Il arrive et trouve notre poussière qui se tord des parties de fibres pour faire sortir l'eau. Elle aperçoit son conseiller et lui dit :
- Ça ne fonctionne pas! Je suis aussi humide que lorsque je pleurnichais sinon plus.
Le poisson d'argent éclate de rire et lui dit :
- Tiens-toi par ici! Tu es sous un sauna! C'est normal que tu sois si mouillée.
- Tu m'as dit…
Poisson d'argent l'interrompt :
- De la chaleur, mais avec mesure.
- D'accord! J'ai compris!
Son ami lui demande :
- Pourquoi veux-tu voyager?
- Pour voir si ailleurs c'est aussi bien tenu qu'ici et féliciter les proprios.
- Je vois. C'est comme moi! Quand je sors, c'est pour les alerter que le taux d'humidité de la maison est trop élevé.
Notre poussière conclut :
- Une chance que ces humains nous ont comme indicateurs de propreté!
Poisson d'argent ajoute :
- Bien d'accord! Sinon, ils ne se nettoieraient pas et alors les méchants microbes les envahiraient pour les rendre malades.

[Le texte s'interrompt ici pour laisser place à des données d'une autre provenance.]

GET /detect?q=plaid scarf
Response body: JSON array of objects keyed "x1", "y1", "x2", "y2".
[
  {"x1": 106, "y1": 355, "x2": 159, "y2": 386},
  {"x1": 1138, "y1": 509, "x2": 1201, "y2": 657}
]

Nos amis se tiennent compagnie le reste de la semaine. Le jour « J » arrive et notre poisson d'argent réveille en ce samedi matin notre poussière :
- Réveille-toi! Elle est en train de passer la vadrouille! Tu vas manquer ton voyage!
Poussière fait une accolade à son ami et roule à l'autre bout pour aboutir au milieu du passage et voit arriver la vadrouille qui est en train de nettoyer tous les recoins du passage. Elle se sent attirer par celle-ci. Elle s'agrippe à une fente du plancher de bois sous le regard du poisson d'argent qui lui crie :
- Lâche prise! Et bon voyage!
Elle suit son conseil et la voilà attachée à la vadrouille qui se promène en tous sens pour ramasser tous les passagers qui veulent bien y monter. L'un d'eux lui dit :
- Sois la bienvenue! Je ne te connais pas!
- Je suis nouvelle! C'est mon premier voyage!
- Tu m'accompagnes? Je vais dans l'immeuble d'en face.
- D'accord!
Et sur cette réponse, notre amie, avec son nouveau compagnon, se voit secouée sur le bord du garde-fou et emportée par Éole qui leur demande où ils veulent être déposés et tout cela sous le regard de poisson d'argent qui se retourne sur lui-même pour enfin aller se cacher sous l'évier et murmurer :
- Bon! En voilà une autre d'heureuse!